In a few words, cold sores are cured and even prevented by Lysine. Any brand should do. Just go to your local supermarket or drug store and pick up some Lysine pills. They’re white, round, medium-sized as pills go, and they’ll do a number on your cold sore.

I, for example, have had these things since my childhood. Whenever I got stressed, or ate too much sugared stuff, or happened to be recovering from a cold or some other illness and my immune system was down, I got a cold sore. I used to be terribly embarrassed about them, and I still am, to some degree. Sometimes I’d get them four or five times a year, and each one took about 2-3 weeks to go away completely.

Now, whenever I feel that tingle in my skin and know that one’s on the way, I take a Lysine pill. You can take up to 3-4 pills a day, just don’t take them all at once.

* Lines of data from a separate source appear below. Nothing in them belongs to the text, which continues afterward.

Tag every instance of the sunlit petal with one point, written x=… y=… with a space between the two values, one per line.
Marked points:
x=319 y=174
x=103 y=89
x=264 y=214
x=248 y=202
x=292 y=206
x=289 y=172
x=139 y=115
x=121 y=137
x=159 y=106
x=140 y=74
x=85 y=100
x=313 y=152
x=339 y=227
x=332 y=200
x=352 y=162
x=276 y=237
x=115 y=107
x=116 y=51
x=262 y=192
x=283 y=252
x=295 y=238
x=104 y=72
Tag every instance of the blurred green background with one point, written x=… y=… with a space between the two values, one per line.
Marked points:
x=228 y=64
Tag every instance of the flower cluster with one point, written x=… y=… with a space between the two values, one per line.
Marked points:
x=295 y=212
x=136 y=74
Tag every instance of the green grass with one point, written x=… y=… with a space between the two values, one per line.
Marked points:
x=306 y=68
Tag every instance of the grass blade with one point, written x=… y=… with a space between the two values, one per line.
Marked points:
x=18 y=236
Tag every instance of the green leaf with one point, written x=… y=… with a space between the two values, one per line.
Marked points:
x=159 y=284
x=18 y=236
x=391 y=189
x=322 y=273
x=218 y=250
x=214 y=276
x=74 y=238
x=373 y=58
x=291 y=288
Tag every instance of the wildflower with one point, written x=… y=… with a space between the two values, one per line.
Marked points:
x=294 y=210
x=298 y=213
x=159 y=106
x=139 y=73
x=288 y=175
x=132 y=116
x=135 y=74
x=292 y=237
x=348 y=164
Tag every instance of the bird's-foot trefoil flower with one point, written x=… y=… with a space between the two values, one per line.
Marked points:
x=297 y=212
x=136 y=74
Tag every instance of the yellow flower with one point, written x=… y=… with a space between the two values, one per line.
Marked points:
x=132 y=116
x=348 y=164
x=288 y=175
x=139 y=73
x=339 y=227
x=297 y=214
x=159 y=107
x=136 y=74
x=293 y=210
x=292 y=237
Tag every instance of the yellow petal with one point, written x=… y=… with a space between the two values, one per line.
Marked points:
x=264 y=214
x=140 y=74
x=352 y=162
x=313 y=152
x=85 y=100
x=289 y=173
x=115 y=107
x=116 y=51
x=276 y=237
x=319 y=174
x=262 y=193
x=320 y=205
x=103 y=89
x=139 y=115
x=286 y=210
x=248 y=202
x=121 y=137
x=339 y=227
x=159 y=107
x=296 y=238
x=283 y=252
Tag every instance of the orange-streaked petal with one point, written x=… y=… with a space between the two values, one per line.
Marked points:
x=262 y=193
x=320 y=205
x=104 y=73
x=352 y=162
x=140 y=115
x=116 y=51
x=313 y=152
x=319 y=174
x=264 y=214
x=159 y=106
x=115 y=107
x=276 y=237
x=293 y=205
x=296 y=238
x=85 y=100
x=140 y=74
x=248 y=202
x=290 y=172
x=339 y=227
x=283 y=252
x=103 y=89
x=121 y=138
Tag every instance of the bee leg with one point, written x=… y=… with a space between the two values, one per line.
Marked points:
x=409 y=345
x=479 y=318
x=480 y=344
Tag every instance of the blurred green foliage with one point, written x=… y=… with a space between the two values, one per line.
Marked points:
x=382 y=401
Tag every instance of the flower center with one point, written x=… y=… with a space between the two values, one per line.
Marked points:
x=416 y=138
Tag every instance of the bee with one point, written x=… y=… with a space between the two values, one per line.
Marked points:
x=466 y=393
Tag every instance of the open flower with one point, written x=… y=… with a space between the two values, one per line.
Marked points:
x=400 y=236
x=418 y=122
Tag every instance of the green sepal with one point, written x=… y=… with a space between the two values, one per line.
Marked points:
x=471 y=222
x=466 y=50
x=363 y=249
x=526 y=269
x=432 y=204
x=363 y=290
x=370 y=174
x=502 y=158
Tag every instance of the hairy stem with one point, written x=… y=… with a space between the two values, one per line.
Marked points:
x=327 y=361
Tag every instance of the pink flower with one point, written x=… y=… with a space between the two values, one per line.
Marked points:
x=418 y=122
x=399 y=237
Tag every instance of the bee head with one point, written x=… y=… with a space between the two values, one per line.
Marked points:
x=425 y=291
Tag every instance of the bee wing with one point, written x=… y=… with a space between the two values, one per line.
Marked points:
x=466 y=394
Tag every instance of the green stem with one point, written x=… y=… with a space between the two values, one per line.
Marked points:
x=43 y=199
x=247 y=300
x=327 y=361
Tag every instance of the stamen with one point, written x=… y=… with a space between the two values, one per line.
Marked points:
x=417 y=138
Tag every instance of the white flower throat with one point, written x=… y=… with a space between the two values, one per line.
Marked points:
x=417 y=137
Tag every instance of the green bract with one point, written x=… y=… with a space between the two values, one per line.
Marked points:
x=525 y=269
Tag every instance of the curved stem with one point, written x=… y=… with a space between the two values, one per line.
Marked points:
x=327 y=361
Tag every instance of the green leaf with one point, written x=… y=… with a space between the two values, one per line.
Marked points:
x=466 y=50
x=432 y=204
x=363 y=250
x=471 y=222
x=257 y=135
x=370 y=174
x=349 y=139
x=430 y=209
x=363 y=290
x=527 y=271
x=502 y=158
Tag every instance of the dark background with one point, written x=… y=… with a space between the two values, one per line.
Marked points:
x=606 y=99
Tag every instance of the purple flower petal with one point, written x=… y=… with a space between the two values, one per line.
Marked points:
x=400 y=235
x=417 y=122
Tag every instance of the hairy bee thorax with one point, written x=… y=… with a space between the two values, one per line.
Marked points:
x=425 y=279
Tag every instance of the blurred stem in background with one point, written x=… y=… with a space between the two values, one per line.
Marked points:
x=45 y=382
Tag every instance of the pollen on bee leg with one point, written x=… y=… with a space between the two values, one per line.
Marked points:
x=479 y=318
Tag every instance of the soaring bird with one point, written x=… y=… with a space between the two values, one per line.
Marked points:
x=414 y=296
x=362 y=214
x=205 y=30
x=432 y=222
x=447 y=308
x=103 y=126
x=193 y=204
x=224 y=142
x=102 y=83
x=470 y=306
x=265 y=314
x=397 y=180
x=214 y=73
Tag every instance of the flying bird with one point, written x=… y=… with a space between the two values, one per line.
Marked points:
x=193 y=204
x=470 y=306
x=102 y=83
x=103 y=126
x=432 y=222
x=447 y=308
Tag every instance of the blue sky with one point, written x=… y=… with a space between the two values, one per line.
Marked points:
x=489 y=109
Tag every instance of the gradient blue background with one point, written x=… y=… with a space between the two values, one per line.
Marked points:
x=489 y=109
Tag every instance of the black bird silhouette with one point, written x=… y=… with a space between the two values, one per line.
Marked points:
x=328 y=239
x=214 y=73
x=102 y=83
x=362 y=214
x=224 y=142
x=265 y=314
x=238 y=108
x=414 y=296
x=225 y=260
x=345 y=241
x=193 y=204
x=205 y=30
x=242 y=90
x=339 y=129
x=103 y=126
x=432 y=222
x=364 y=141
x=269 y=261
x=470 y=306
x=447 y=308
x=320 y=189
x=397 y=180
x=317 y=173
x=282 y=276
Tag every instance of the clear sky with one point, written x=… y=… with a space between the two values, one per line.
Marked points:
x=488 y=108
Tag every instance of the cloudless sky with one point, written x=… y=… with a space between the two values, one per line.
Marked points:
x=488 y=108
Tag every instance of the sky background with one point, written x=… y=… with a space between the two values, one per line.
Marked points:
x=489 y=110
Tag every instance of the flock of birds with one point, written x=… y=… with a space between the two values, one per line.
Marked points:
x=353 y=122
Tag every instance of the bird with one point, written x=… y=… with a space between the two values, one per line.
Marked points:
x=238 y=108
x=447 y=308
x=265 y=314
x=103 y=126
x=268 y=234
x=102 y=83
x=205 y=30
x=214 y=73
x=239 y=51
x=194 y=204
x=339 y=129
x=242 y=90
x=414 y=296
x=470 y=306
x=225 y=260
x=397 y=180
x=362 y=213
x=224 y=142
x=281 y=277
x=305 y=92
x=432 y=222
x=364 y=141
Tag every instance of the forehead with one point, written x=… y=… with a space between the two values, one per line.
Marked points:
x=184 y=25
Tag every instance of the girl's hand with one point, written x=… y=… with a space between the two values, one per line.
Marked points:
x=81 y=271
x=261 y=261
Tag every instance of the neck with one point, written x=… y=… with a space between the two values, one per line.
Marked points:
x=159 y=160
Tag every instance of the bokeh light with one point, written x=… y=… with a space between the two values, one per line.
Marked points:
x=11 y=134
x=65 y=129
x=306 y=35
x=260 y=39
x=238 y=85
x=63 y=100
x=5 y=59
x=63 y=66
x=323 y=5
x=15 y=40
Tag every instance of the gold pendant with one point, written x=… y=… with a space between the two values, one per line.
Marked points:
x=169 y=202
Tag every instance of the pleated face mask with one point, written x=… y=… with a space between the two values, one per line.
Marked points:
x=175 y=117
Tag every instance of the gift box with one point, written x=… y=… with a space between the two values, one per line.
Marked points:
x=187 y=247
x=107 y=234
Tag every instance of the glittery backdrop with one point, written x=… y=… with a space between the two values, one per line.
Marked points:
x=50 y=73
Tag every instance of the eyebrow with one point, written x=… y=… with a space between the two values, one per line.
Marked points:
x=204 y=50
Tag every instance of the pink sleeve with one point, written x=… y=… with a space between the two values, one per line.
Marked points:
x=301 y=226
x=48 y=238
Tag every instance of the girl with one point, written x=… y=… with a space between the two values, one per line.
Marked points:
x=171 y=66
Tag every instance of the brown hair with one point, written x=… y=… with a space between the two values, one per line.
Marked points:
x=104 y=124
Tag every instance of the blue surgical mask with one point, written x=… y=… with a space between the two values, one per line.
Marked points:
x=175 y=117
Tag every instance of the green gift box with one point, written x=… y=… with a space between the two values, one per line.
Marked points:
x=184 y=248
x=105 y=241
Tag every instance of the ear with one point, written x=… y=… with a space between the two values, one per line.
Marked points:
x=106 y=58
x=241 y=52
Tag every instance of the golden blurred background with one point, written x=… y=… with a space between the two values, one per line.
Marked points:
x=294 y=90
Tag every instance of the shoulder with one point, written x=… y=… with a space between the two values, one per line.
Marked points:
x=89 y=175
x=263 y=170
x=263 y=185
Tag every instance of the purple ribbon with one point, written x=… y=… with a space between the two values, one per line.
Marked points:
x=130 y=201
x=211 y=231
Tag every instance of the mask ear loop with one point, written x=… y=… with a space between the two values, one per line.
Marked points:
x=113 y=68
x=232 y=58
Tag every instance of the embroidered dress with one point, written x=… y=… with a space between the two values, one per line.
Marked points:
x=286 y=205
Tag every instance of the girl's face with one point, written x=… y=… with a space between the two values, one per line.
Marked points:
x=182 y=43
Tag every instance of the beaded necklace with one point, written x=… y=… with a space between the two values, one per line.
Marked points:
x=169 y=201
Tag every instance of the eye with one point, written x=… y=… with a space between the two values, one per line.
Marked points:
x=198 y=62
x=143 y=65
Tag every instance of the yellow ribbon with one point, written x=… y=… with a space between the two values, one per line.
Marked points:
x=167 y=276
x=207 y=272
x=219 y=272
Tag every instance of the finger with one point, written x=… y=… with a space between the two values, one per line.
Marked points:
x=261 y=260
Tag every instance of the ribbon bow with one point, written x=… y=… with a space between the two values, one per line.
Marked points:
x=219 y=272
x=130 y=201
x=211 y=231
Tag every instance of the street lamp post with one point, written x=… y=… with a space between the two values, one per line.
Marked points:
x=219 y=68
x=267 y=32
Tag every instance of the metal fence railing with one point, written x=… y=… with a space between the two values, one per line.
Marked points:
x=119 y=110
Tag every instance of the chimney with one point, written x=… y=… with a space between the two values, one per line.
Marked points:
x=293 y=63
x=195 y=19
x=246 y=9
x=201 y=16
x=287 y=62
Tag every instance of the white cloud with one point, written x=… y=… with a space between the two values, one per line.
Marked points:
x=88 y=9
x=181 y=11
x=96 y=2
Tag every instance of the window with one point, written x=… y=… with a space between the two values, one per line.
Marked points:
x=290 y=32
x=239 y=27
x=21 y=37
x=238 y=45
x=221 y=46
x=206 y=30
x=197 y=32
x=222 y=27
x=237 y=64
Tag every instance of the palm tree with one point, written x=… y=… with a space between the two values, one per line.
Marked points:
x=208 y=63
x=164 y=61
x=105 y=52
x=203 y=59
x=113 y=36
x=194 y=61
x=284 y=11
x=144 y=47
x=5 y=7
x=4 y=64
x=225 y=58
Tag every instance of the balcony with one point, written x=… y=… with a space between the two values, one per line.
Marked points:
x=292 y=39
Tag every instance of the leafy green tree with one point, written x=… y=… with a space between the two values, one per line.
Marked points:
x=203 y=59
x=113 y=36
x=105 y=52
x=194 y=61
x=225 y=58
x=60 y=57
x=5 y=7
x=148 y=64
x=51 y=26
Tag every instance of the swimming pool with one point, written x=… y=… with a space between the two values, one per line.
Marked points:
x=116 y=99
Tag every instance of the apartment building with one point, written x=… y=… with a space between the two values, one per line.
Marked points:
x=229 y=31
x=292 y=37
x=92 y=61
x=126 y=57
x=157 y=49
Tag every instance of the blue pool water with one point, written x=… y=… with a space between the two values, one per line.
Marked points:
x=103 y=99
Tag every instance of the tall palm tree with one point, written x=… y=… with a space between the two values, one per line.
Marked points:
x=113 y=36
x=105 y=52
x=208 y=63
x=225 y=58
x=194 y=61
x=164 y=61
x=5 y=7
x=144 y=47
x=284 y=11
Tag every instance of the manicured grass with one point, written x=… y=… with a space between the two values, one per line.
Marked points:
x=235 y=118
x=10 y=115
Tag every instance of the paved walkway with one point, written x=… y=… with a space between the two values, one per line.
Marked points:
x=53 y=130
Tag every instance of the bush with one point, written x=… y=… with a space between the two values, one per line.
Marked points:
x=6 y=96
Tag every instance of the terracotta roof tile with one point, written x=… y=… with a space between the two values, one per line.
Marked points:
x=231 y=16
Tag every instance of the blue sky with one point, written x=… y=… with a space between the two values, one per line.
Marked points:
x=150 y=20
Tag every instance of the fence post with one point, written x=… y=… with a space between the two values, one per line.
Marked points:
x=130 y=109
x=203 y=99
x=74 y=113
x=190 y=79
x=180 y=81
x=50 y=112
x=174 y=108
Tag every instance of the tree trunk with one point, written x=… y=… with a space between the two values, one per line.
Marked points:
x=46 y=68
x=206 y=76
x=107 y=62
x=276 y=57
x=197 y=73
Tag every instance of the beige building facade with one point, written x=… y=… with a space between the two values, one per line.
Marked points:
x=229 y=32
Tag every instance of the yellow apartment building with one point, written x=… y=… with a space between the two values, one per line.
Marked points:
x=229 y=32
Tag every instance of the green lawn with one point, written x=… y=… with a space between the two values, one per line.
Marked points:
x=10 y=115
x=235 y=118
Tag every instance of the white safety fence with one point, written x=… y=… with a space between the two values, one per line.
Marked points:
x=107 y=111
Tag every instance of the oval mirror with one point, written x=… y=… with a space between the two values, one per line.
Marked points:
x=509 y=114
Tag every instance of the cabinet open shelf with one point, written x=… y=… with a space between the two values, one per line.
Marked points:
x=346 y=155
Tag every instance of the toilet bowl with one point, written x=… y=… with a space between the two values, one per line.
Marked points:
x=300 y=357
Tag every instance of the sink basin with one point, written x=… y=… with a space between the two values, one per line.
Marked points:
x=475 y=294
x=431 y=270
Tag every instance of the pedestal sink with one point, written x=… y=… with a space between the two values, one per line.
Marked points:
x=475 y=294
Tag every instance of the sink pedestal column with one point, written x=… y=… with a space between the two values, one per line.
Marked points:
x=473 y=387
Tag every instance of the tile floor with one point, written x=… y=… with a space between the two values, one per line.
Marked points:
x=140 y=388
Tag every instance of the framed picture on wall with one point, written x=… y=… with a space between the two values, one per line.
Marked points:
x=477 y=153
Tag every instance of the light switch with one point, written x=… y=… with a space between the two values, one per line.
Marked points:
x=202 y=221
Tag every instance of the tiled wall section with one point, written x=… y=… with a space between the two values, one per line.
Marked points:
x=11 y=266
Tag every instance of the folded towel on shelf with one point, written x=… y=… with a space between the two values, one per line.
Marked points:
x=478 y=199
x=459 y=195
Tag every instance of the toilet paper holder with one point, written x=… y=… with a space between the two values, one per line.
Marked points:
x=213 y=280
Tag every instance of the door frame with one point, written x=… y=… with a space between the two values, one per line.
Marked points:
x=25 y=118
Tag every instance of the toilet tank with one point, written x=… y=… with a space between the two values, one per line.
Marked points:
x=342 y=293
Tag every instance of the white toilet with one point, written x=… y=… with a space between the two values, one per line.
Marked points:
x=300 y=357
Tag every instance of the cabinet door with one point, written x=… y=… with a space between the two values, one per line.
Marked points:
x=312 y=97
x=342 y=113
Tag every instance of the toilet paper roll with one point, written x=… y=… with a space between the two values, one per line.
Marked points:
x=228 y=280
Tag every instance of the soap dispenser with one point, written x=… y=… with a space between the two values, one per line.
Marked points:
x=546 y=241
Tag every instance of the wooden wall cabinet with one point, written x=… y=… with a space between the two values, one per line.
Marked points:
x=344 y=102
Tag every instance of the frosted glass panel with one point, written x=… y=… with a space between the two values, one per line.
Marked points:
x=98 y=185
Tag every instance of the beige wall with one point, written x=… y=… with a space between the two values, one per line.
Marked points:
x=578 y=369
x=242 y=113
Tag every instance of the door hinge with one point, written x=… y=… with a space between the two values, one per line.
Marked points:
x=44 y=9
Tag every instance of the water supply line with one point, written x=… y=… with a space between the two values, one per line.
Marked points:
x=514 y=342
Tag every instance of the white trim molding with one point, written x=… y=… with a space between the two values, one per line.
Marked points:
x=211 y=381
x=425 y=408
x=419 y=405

It’s not a sure-fire, 100% kind of thing, but I would say the overwhelming majority of the time, the cold sore doesn’t even show up on the skin. It just goes away. And when it does manage to break out, taking Lysine while you have it will make it go away sooner.

I don’t know why other cures don’t work, particularly the useless brand-name cremes that cost upwards of $20 for a tiny little tube (they only make things worse for me) — but inexpensive Lysine does the job just great. For less than $10, you get a huge pill bottle that will likely last you more years than you’ll remember.